このタイプのキャンピングカーは買うべきか、買うべきでないか??(特に首都圏の人)

 キャンピングカーの中で最も大きなものが、ディーゼルトラックを改造したタイプである。値段は600万円〜。が、このディーゼルトラック改造タイプにはとんでもない問題があるのだ。特に首都圏の人は購入前に十分に検討すべしと言っていい問題点がある(ガソリン車をベースとしたトラックは問題ない)。

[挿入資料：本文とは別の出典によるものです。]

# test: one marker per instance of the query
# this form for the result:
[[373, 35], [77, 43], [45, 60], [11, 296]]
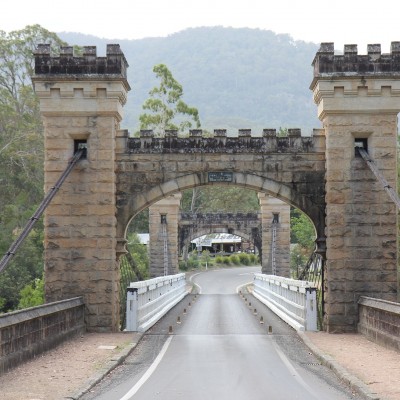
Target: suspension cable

 それは何かというと、東京都知事がいきなり出してきた「DPFの装着義務条例」なのである。DPFとはディーゼル・パティキュレート・フィルターのことである。何をするものかというと、ディーゼル車の排気管からは黒いすすが出るが、それをフィルターを通して除去してしまおうという装置で、ガソリン車でいう触媒のような物だ(形は似ているが、作動原理は異なる)。
 この条例はまだ正式に決議されたわけではないが、早ければ03年より施行され、都内を走るディーゼルエンジン車全てに適用されるとのこと。つまり、都内登録されていない車も含むし、10年前のディーゼル車もDPFを装着する必要があるということである。肝心のDPFのコストなのだが、DPFを後付する場合は現在の試算で1台分が100万円程度と言われている。しかも装置自体が結構大きいので、車につめるかどうかさえわからない。最悪の場合、都内の人が高い金を払ってこのタイプの車を今買ったとすると、3年後にDPFが取り付けられず売り払う必要が出てくる。しかし、この条例は東京都だけに適応されるため、条例に適合できなかった車が中古として大量に放出されることが考えられるので、地方の人が中古のキャンピングカーを格安で買えるというメリットが出てくる可能性もある。

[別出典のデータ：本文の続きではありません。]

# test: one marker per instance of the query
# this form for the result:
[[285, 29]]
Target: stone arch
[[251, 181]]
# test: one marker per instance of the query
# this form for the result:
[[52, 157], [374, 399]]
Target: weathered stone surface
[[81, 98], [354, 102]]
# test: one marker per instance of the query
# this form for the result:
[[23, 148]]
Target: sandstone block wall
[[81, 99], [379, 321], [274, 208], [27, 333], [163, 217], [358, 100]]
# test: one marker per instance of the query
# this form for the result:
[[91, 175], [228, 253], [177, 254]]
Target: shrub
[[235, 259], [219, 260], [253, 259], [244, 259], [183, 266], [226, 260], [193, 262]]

 上述の話は「買うべきでない」というスタンスなのだが、以下の話は「買うべきである」というスタンス。この条例、上述の通りあまりに過激な内容のため鳴り物入りで登場したものの、最近少しトーンダウンしている。「DPFを後付しなければならない」という点が、法律の「財産権の侵害」にあたるとかで、施行は不可能だというのだ。となると、今買っても問題ない。むしろ、「DPFが新車時から装着されているのは当たり前」という時代がやってくるのは確実なため、そうなってくると現在の価格より約10万円〜50万円程度車両価格が跳ね上がる(100万円上がらないのは、DPF自体が量産効果で安くなるため)。さらに最悪の場合、コストアップに耐えきれず、ディーゼルエンジン車が絶滅する可能性もある。そのため低速トルクの太いディーゼルでないと苦しいトラックタイプのキャンピングカーは、今こそ買い時ともいえる。

 もう一度言っておくと、トラックタイプのキャンピングカーを買ってはいけないと言っているのではなく、東京都を走行する可能性のある人は、ディーゼルエンジンをベースとした車を買う場合は十分に検討を要するということである。またこの条例自体、東京都のみならず環境庁や運輸省、果ては自動車工業会や石油連盟も絡んで朝令暮改・セクショナリズムの混沌状態にあり、何がどうなって結局どうなろうとしているのかさっぱり見えてこない。というわけで、「まあDE車を取り巻く環境は、こんなのもあるよ」程度の話半分くらいにとどめて置いて欲しい。
 なお数は少ないと思うが、ワゴンタイプや牽引タイプ、サンダーバード2号タイプのベース車がディーゼルエンジンならば、これも条例に引っかかってくるため気を付けること。